Seeing this new show comprised of enlarged photographs from the glossy fashion magazine Vogue triggered off a number of different trains of thought in my mind.
For starters, there is the old discussion as to whether photography is an artform or not. If we agree that it is, then there is the further matter of whether fashion photography is art or merely a means to an end, which is basically selling frocks.
However, it was quickly apparent on examining the works on display that the art world had crossed over into the photographer’s studio. Some of the influences were blatantly obvious, such as the photographic recreation of Vermeer’s ‘Girl with a Pearl Earring’ by Erwin Blumenfeld from 1945.
On closer inspection, though, Blumenfeld’s picture has the model over in the left side of the picture looking out, whereas Vermeer’s girl is looking outward from the right, so it is not just a straight pastiche.
This motif crops up again, albeit in a rather ‘post-modernist ironic’ version by Erwind Olaf. Here, as in Bluemenfeld’s picture, the girl is over to the left of the picture looking out and seems to be wearing a giant cable knit hat that almost dwarfs her head. Is Olaf referencing Vermeer or Blumenfeld here? It is hard to say.

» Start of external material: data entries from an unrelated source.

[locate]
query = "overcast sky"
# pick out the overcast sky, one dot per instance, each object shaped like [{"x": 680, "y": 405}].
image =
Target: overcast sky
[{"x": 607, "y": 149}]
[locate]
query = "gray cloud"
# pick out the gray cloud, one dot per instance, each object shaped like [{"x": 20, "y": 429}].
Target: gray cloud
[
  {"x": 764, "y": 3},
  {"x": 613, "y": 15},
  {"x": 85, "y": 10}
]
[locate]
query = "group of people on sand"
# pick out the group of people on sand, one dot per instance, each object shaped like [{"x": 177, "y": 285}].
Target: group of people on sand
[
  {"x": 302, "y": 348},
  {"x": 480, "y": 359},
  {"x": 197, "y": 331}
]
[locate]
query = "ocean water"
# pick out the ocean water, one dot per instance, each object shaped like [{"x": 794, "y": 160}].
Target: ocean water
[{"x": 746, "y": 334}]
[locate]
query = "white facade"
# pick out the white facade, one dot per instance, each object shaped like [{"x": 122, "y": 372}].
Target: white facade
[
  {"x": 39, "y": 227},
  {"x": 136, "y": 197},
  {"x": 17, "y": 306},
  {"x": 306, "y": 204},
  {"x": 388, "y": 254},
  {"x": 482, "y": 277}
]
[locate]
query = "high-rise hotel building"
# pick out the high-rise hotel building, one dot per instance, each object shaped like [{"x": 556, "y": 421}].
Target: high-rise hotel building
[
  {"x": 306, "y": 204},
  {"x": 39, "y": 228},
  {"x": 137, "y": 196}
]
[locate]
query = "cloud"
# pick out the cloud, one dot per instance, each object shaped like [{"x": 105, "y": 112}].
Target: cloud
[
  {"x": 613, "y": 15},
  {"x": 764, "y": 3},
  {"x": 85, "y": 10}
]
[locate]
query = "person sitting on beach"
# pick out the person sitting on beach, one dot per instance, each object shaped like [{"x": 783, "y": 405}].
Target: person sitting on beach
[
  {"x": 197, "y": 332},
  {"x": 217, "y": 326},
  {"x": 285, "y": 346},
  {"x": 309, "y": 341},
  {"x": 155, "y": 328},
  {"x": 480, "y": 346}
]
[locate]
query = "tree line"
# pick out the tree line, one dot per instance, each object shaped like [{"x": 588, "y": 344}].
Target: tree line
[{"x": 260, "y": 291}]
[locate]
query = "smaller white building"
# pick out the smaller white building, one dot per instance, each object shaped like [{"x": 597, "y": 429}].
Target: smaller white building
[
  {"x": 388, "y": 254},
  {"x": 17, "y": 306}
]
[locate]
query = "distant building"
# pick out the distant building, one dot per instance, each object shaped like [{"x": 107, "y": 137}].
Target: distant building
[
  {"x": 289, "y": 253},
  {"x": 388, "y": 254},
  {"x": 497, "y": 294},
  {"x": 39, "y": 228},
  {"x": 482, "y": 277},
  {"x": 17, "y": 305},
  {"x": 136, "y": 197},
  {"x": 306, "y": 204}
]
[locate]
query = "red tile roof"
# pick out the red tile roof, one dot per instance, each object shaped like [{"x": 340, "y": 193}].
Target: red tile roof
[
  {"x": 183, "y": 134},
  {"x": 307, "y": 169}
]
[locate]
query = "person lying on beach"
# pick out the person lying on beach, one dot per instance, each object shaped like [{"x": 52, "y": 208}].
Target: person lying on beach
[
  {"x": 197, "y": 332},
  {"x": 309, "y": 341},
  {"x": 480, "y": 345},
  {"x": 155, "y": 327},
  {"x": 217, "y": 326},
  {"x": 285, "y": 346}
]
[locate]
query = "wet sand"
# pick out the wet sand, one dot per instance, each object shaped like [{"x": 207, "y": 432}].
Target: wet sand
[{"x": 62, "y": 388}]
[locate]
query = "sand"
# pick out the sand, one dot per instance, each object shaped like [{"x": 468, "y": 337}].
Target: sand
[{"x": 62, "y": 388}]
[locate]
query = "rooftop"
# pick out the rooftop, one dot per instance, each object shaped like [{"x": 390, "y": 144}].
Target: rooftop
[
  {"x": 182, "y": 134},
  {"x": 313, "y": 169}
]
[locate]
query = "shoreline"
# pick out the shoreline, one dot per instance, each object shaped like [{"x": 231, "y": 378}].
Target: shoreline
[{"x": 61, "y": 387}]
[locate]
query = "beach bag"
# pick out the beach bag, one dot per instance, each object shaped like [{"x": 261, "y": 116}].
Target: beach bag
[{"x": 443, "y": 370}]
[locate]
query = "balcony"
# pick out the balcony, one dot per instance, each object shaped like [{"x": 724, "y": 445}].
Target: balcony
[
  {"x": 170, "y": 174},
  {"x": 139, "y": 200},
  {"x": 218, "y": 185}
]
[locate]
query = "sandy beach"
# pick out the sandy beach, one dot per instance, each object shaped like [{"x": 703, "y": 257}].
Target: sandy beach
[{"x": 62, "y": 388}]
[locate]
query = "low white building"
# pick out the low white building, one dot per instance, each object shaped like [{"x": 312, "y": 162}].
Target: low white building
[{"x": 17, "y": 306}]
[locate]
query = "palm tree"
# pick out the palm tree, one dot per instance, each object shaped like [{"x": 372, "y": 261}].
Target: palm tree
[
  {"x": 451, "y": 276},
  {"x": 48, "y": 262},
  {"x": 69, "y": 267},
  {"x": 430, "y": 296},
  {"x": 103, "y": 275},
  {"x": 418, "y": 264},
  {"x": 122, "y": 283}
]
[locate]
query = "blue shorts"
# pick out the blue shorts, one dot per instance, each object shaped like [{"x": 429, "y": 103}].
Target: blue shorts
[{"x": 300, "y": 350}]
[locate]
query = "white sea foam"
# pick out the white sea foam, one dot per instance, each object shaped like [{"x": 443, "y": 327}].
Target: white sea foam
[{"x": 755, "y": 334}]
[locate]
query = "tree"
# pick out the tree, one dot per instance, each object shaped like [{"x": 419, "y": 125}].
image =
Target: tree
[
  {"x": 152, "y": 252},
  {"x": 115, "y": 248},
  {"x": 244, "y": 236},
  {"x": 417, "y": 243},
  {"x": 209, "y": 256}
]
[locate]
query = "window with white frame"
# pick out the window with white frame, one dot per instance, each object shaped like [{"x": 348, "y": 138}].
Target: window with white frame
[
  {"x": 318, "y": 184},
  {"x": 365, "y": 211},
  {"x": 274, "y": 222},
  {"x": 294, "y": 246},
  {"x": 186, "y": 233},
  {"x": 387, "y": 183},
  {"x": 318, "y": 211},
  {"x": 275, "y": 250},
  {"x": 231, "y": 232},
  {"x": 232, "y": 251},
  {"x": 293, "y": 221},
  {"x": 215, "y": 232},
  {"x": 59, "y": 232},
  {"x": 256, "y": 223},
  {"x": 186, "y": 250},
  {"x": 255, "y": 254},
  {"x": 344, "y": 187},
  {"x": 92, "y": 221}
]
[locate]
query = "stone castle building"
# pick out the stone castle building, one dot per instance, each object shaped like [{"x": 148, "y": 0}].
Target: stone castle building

The exhibition’s first room contains a number of pictures that come under the theme of ‘portraiture’. Another obviously ‘art-like’ photo is ‘Carmen as Zurbaran’s Saint Elizabeth’ by Michael Thompson. Here, the lighting in the photo has been set up to give the shot an ‘old master’ look.
There is also a rather amusing updated parody of a typical aristocratic Gainsborough couple, but here one of the two figures is wearing a tulle skirt and the other lace-up wellingtons. With the dog between them on the floor, they are kitted out in outlandish hunting gear and both cradling guns, which gives the picture a slightly disquieting atmosphere.
A Napoleon complex
One of the standout pictures for me is William Klein’s black and white photo ‘Isabella and Napoleon’. On the face of it, the picture from 1963 shows a very serious-looking Napoleon in a drawing room with officers and ladies. However, you suddenly realise that the woman standing next to him (and dwarfing him) is wearing a white 60s dress and pumps and has what looks like a beehive hairdo, which slyly subverts the seriousness of the situation.

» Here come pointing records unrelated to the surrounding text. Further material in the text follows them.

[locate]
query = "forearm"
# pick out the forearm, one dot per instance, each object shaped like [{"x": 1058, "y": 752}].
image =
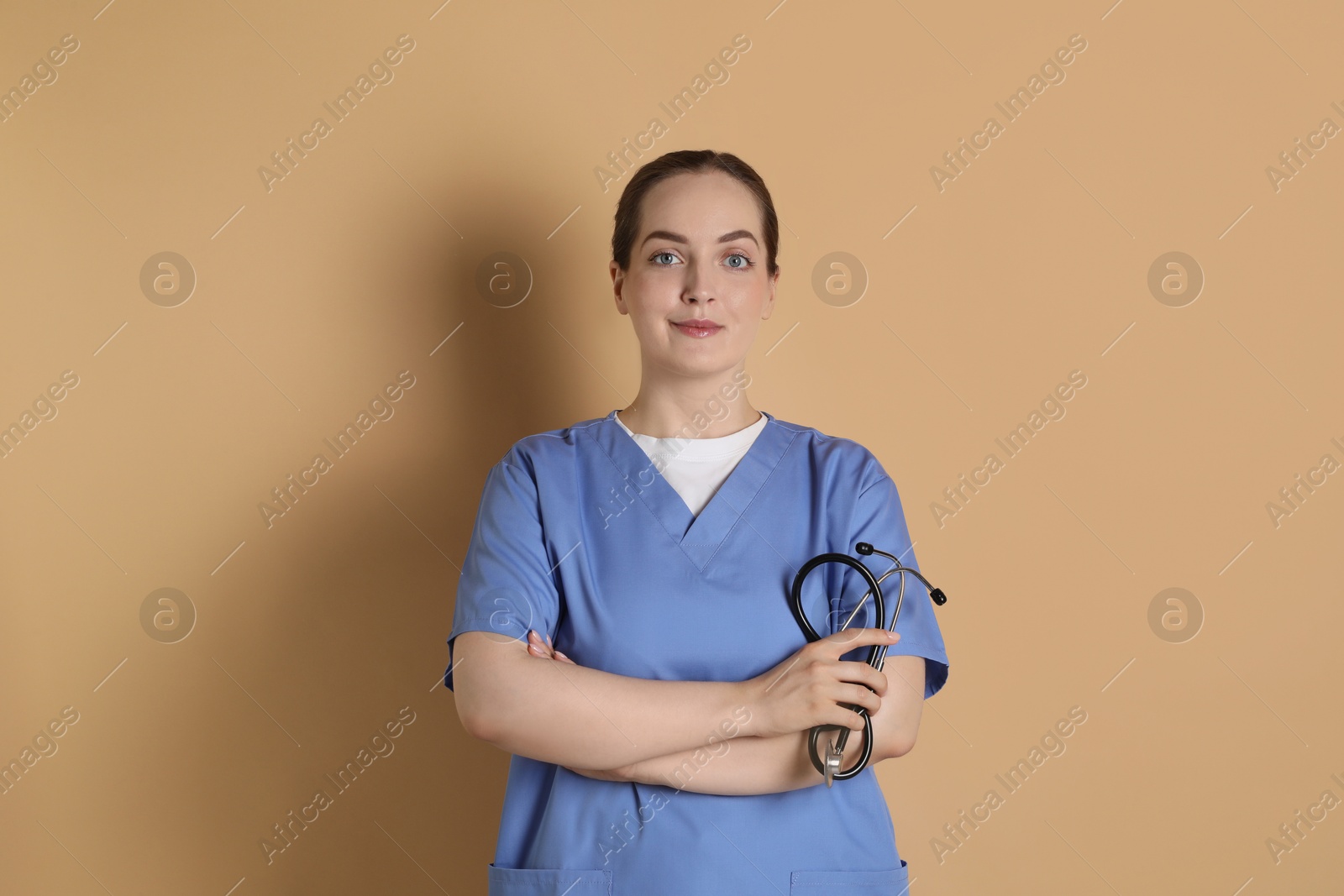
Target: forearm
[
  {"x": 585, "y": 718},
  {"x": 776, "y": 765},
  {"x": 743, "y": 766}
]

The renowned British fashion photographer Cecil Beaton is represented by several works. One of them, from the late 1940s, shows a group of ladies dressed in spectacular ball gowns in a Rococo-style drawing room. Beaton’s use of lighting is exisite; you can almost feel the draped material.
That photo is owned by Annie Liebowitz and she has used it to create her own version, but hers is set firmly in the 18th century. The drawing room is similar, but as well as the Beaton original there are also echoes of Hogarth’s ‘Rake’s Progress’, with a rather louche-looking gentlemen sprawled on a chair in the far left eyeing up the extravagantly-clad ladies draped around the room.
Jack the dripper
Modern art is also represented and has been transformed through the lenses of the Vogue photographers. In a photo from 1951, Beaton goes as far as placing one of his models in front of a typical Jackson Pollock splash picture. Unwittingly, perhaps, this shows how much the once-maverick Pollock had entered the mainstream by this time. In another picture, Beaton also shows a fondness for Matisse by using Matisse-like foliage cut-outs as part of the shot.
Fashion, art and photography came together again when the famous fashion designer Elsa Schiaparelli worked closely with surrealist painter Salvador Dali and the photographer Horst P Horst.
In another less-then-veiled nod to modernism, a very Edward Hopper-like atmosphere pervades the picture ‘A Single Woman’ shot by Camilla Atkins in 2010, which featured Kate Moss.
There is a lot more of course, but perhaps we ought to end with ‘Untitled’ by Edward Steichen from 1934. Steichen is considered the father of fashion photography, and it was he who was largely responsible for bringing an artist’s eye and sensibility to bear on the fledging magazine.
The picture here, though, has little to do with fashion; it is pure art photography. A seated female figure is seen from the waist up side-on with her hands clasped and partially obscuring her head. The two hands form an ‘L’ shape, with the fingers extending in different directions. It almost looks like something Man Ray could have created.